Biomarkers in CSF in neurodegenerative and disorders
Clinical Neurochemistry Laboratory, Dept. of Neuroscience and Physiology, Gothenburg University, Mölndal Campus, Mölndal, Sweden
Many neurodegenerative disorders such as Alzheimer’s disease (AD), are notoriously difficult to diagnose on clinical grounds, especially in the early stages of disease. Further, the slow and variable clinical course of the disease makes it challenging to identify a drug effect on symptomatology evaluated by clinical rating scales. Thus, in trials on disease-modifying drug candidates, biomarkers are of importance, both to identify target engagement (pharmacodynamic markers) and to identify effects on neurodegeneration (downstream markers).
In AD, cerebrospinal fluid (CSF) biomarkers are increasingly used, and today the AD CSF biomarker toolbox includes total tau (T-tau) reflecting the intensity of neuronal degeneration, phosphorylated tau (P-tau) that correlates with brain tau pathology load, and b-amyloid protein (Ab42 or Ab42/40 ratio) reflecting cortical Ab deposition.
These core CSF biomarkers have very consistently been found to have high diagnostic accuracy. Low CSF Ab42 show high concordance with amyloid PET measures of brain amyloidosis. High CSF T-tau adds to predict progression of symptoms, while high CSF P-tau adds specificity to differentiate from other disorders. The novel synaptic biomarker neurogranin is also seemingly specific for AD.
Recent additions to the AD CSF biomarker toolbox are the neurodegeneration biomarker neurofilament light (NFL) and the synaptic protein neurogranin. While CSF NFL tracks neurodegeneration in several brain disorders, increased CSF neurogranin is seemingly specific for AD, and predicts future rate of cognitive decline.

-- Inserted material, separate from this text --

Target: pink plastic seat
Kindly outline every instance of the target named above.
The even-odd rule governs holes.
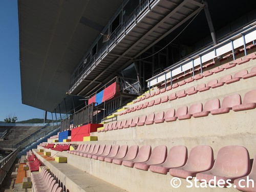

New ultra-sensitive analytical techniques allow for precise quantification of these biomarkers also in blood samples. Several studies using either immunoassay or mass spectrometry techniques show that low Ab42 (or Ab42/40) ratio in plasma correlates with amyloid deposition evaluated by PET scans. Plasma NFL levels correlate well with CSF levels, and show high promise as a tool to monitor neurodegeneration, not only in AD but also in many other neurodegenerative disorders. Methods to measure plasma levels of P-tau181 have recently been developed, showing a clear increase in AD. Although further studies are needed to validate findings, these blood biomarkers show promise for use as screening tools in the future, especially in the primary care setting, to rule out patients without biomarker evidence of neurodegeneration, which would limit costs for detailed evaluations at specialist clinics for a large proportion of patients.